Why “We’ve Always Done It This Way” Is the Most Dangerous Phrase on a Jobsite

8–9 Minute Read

The phrase “we’ve always done it this way” is behind more safety incidents than most people realize. Here’s why it’s dangerous — and how strong crews avoid it.

The Phrase That Gets People Hurt

Every jobsite has it.

It doesn’t matter if you’re on a construction project, inside a plant during a shutdown, or working a mine site. At some point, someone says:

“We’ve always done it this way.”

Most of the time, it’s not said with bad intent. It’s usually coming from experience. From someone who’s been doing the job for years and hasn’t had a problem. That’s exactly what makes it dangerous. Because the longer something works without consequences, the more it starts to feel like the right way, even when it isn’t.

Experience Can Become a Blind Spot

Experience is one of the most valuable things on a jobsite. But if it’s not checked, it can turn into overconfidence.

A worker who’s done a task a hundred times without an incident starts to trust the outcome instead of the process. They stop thinking about the hazard because nothing bad has happened yet.

That’s how shortcuts get built into routines. Not overnight. Not intentionally. Just slowly, over time. And once that routine is accepted by the crew, it becomes the standard; even if it was never safe to begin with.

Shortcuts Don’t Feel Like Shortcuts

Most unsafe decisions don’t feel reckless in the moment. They feel efficient.

Skipping fall protection because “it’ll only take a second.” Using the wrong tool because it’s closer.
Not locking out equipment because someone believes it’s already off. None of these decisions feel like a big deal when they happen.

That’s the problem. Real safety failures usually come from normalizing small risks, not from one big, obvious mistake.

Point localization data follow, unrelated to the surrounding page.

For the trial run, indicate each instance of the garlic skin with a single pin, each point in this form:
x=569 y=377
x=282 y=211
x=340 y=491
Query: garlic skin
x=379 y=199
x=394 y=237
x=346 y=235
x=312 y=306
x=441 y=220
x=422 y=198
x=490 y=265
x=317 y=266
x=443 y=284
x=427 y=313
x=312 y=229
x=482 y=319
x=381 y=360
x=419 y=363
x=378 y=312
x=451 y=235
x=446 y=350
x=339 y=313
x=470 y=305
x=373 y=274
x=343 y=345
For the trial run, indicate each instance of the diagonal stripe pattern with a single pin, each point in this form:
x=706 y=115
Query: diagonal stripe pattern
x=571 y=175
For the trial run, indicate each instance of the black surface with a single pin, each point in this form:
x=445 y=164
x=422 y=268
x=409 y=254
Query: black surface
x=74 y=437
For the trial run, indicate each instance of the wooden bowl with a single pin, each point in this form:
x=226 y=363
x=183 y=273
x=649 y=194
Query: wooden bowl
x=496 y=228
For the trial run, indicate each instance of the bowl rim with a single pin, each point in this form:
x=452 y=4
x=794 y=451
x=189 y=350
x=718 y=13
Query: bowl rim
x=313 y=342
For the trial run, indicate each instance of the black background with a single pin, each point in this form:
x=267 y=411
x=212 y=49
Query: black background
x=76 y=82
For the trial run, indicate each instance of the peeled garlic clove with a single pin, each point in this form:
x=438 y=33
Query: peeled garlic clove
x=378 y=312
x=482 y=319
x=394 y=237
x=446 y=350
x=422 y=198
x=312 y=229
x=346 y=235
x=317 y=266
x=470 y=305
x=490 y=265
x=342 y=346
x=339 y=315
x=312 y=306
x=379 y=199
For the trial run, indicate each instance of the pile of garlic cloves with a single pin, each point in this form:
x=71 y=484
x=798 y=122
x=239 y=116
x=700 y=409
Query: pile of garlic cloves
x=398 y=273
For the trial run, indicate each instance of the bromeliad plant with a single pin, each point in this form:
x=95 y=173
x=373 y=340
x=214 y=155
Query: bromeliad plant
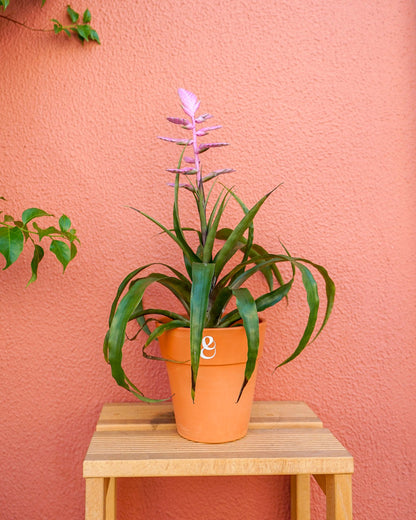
x=209 y=283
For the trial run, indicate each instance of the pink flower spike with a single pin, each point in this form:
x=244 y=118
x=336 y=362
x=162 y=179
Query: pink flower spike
x=189 y=101
x=204 y=131
x=185 y=171
x=203 y=118
x=216 y=173
x=182 y=142
x=178 y=121
x=186 y=186
x=206 y=146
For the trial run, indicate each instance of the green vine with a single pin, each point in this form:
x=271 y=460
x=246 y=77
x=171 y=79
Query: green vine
x=15 y=233
x=81 y=26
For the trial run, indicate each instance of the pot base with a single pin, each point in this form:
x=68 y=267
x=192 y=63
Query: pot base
x=215 y=416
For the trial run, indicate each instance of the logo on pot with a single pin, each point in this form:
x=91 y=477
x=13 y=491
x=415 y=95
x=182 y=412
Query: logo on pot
x=208 y=347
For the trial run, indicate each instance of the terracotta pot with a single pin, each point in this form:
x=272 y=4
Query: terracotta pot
x=215 y=416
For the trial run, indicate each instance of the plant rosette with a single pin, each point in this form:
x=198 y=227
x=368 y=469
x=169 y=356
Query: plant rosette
x=211 y=289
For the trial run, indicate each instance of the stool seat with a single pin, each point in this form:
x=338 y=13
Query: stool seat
x=284 y=438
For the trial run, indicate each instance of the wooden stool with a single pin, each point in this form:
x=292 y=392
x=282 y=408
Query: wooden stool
x=284 y=438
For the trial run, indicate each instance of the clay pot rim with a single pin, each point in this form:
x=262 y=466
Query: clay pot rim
x=240 y=326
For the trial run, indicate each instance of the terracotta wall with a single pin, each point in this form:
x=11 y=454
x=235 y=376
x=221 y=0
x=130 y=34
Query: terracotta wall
x=318 y=95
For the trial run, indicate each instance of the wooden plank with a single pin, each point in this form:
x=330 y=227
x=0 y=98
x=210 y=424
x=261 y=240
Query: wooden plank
x=284 y=451
x=339 y=497
x=110 y=499
x=160 y=417
x=95 y=499
x=321 y=480
x=300 y=497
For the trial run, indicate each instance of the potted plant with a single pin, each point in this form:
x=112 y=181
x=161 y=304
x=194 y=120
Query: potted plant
x=196 y=340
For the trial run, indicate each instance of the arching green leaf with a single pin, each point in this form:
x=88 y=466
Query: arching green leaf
x=11 y=244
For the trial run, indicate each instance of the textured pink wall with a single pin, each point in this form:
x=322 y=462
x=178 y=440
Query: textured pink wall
x=317 y=94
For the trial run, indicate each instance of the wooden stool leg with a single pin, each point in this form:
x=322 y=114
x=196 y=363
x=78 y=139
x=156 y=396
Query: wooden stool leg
x=110 y=499
x=300 y=497
x=339 y=497
x=94 y=499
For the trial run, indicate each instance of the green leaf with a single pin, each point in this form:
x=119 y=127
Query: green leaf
x=263 y=302
x=115 y=337
x=94 y=36
x=191 y=256
x=62 y=252
x=51 y=230
x=177 y=225
x=213 y=224
x=249 y=242
x=37 y=257
x=247 y=309
x=83 y=31
x=202 y=275
x=86 y=17
x=73 y=15
x=313 y=303
x=228 y=249
x=11 y=244
x=73 y=250
x=31 y=213
x=64 y=223
x=173 y=324
x=329 y=288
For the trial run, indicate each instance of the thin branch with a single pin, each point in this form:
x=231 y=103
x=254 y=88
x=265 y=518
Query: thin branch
x=23 y=24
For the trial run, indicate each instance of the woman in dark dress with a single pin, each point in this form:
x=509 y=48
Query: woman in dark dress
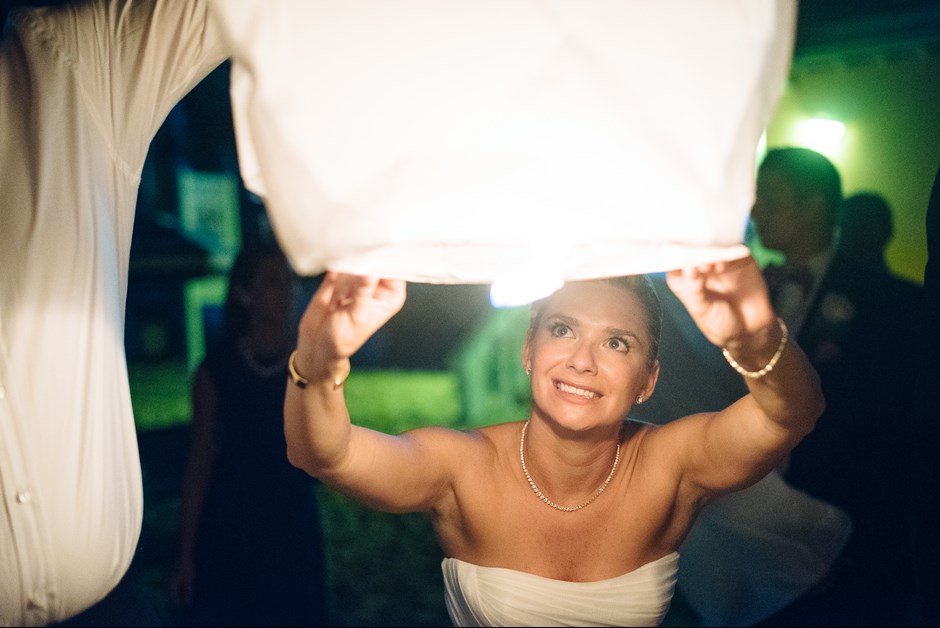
x=251 y=550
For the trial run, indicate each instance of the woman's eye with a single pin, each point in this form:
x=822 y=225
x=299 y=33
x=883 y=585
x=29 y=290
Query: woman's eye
x=618 y=344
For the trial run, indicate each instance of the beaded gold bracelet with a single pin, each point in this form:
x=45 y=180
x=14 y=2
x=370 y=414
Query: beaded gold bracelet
x=301 y=382
x=770 y=365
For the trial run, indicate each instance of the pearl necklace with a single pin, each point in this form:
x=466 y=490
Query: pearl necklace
x=535 y=489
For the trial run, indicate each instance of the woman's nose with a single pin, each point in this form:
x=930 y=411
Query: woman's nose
x=582 y=358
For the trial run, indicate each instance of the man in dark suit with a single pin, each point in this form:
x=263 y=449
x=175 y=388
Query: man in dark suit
x=858 y=326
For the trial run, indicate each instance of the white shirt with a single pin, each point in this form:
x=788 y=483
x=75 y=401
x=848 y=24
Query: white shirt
x=83 y=90
x=493 y=596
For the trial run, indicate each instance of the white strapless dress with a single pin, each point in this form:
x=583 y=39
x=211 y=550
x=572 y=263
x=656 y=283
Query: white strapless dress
x=493 y=596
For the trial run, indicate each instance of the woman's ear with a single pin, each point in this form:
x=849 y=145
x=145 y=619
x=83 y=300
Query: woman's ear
x=653 y=377
x=526 y=352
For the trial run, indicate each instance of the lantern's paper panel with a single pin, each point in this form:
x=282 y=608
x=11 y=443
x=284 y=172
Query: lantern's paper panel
x=457 y=141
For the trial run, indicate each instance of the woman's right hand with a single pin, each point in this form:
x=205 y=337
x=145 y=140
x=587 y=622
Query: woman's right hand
x=346 y=311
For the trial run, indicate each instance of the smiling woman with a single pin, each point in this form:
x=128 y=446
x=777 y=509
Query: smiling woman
x=583 y=508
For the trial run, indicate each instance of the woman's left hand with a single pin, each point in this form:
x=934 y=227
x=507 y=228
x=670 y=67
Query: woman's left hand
x=727 y=300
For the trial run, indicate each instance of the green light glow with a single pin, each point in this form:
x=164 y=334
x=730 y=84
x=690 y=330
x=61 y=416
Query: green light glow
x=820 y=134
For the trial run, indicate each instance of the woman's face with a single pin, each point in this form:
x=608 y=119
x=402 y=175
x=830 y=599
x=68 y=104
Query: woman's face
x=589 y=355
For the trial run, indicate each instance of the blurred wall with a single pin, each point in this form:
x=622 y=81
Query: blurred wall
x=889 y=99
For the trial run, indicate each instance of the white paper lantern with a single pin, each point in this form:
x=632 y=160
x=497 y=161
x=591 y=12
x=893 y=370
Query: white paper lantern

The Jobsite Doesn’t Care About Your Track Record

One of the hardest things for experienced workers to accept is this: The jobsite doesn’t care how long you’ve been doing the job.

It doesn’t care that you’ve never been hurt before. It doesn’t care that you’ve done it this way for ten years. Hazards don’t recognize experience. They respond to exposure. You can do something wrong a hundred times and walk away fine. That doesn’t make it safe. It just means you got away with it.

How Bad Habits Spread Across Crews

Safety culture isn’t built in meetings. It’s built by what people see every day. When a new worker comes onto a jobsite, they don’t learn from the manual first. They learn from the crew. If they see experienced workers cutting corners, they’ll assume that’s how the job gets done. If they see supervisors ignoring it, they’ll assume it’s acceptable.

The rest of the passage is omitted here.